Con l’ordinanza n. 20254 del 19 dicembre la sesta sezione civile della Corte di cassazione ha accolto il ricorso di una contribuente cui era stata contestata dall’Agenzia delle entrate un’elusione fiscale per aver costituito un trust su un immobile di famiglia. Il carattere elusivo dell’operazione immobiliare era stato confermato dalla Commissione tributaria regionale del Lazio.

Perché ricorra la figura dell’abuso di diritto in materia tributaria si rende necessario, ricordano gli ermellini, il concorso di due fattori:

a) che il contribuente abbia conseguito una positiva ricaduta fiscale dal suo operato;

b) che tale vantaggio fiscale costituisca la ragione determinante dell’operazione, ovvero che non concorrano ragioni e giustificazioni economico-sociali di altra natura, o almeno che esse siano di marginale rilievo. Di guisa che si possa ritenere che l’operazione è stata determinata da considerazioni fiscali.

Ebbene nel caso di specie, il giudice di merito aveva omesso di considerare questo secondo profilo. Di qui la decisione di cassare la sentenza della Commissione tributaria del regionale.

Si ricorda che l’abuso del diritto, principale strumento antielusivo contemplato dall’art. 37 bis D.P.R. 600/1973, come in altra sede ricostruito dagli ermellini, lungi dal presupporre una violazione in senso formale, configura l’utilizzazione alterata dello schema formale del diritto, finalizzata al conseguimento di obiettivi ulteriori e diversi rispetto a quelli indicati dal legislatore. Alterazione alla quale l’ordinamento giuridico risponde con un diniego di tutela rispetto alle posizioni giuridiche soggettive oggetto dell’abuso stesso, in quanto rivendicate con modalità non necessarie ed irrispettose del dovere di correttezza e buona fede (cfr. Cass. civ., sez. un. sent. n. 20106 del 18 settembre 2009).

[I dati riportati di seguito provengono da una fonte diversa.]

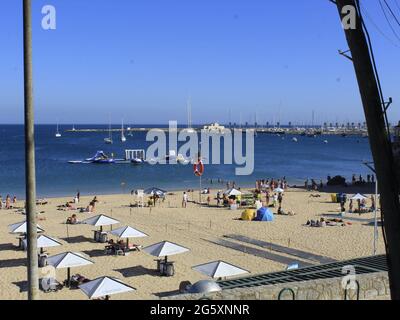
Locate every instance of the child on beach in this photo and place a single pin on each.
(8, 202)
(184, 200)
(275, 200)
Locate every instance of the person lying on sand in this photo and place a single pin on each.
(329, 222)
(315, 196)
(73, 219)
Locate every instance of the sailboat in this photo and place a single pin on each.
(109, 139)
(123, 139)
(189, 111)
(58, 134)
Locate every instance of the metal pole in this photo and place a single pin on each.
(30, 179)
(379, 140)
(376, 219)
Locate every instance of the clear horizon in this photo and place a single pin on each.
(238, 60)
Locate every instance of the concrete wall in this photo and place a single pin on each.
(372, 286)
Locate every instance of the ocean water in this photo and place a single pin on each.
(274, 157)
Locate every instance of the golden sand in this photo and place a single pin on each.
(192, 227)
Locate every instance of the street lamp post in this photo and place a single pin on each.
(33, 277)
(369, 166)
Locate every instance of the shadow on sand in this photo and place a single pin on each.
(13, 263)
(95, 253)
(77, 239)
(138, 271)
(8, 247)
(22, 285)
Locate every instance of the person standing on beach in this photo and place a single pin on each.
(280, 198)
(184, 200)
(8, 202)
(275, 199)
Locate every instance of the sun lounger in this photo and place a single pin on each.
(77, 280)
(50, 285)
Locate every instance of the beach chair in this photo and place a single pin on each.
(50, 285)
(134, 247)
(77, 280)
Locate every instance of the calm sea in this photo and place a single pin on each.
(274, 157)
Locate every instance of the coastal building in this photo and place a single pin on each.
(214, 128)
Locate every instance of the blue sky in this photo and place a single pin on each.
(140, 59)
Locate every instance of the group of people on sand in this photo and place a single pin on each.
(360, 179)
(313, 185)
(70, 205)
(361, 206)
(322, 222)
(8, 203)
(271, 184)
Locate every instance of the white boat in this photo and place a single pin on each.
(189, 111)
(215, 128)
(123, 138)
(109, 139)
(58, 134)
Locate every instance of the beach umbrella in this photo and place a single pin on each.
(100, 221)
(104, 287)
(128, 232)
(20, 227)
(359, 196)
(219, 269)
(232, 192)
(68, 260)
(155, 191)
(45, 242)
(165, 249)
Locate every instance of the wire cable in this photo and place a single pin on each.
(391, 11)
(381, 98)
(387, 20)
(379, 29)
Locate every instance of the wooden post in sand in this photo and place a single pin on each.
(379, 137)
(30, 176)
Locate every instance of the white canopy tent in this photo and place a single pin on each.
(359, 196)
(21, 227)
(219, 269)
(100, 221)
(104, 287)
(44, 241)
(68, 260)
(128, 232)
(165, 249)
(232, 192)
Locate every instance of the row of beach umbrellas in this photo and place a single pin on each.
(105, 286)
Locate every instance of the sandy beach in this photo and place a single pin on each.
(193, 227)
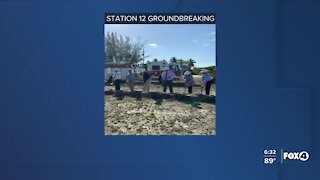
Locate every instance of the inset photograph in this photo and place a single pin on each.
(160, 79)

Ancora, le Sezioni Unite hanno generalizzato il divieto di elusione dei tributi affermando che «non può non ritenersi insito nell’ordinamento, come diretta derivazione delle norme costituzionali, il principio secondo cui il contribuente non può trarre indebiti vantaggi fiscali dall’utilizzo distorto, pur se non contrastante con alcuna specifica disposizione, di strumenti giuridici idonei ad ottenere un risparmio fiscale, in difetto di ragioni economicamente apprezzabili che giustifichino l’operazione, diverse dalla mera aspettativa di quel risparmio fiscale»; tale regola è stata collegata all’esistenza di un principio generale non scritto volto a contrastare le pratiche consistenti in un abuso del diritto (Cass. civ., sez. un., 23 dicembre 2008 n. 30055).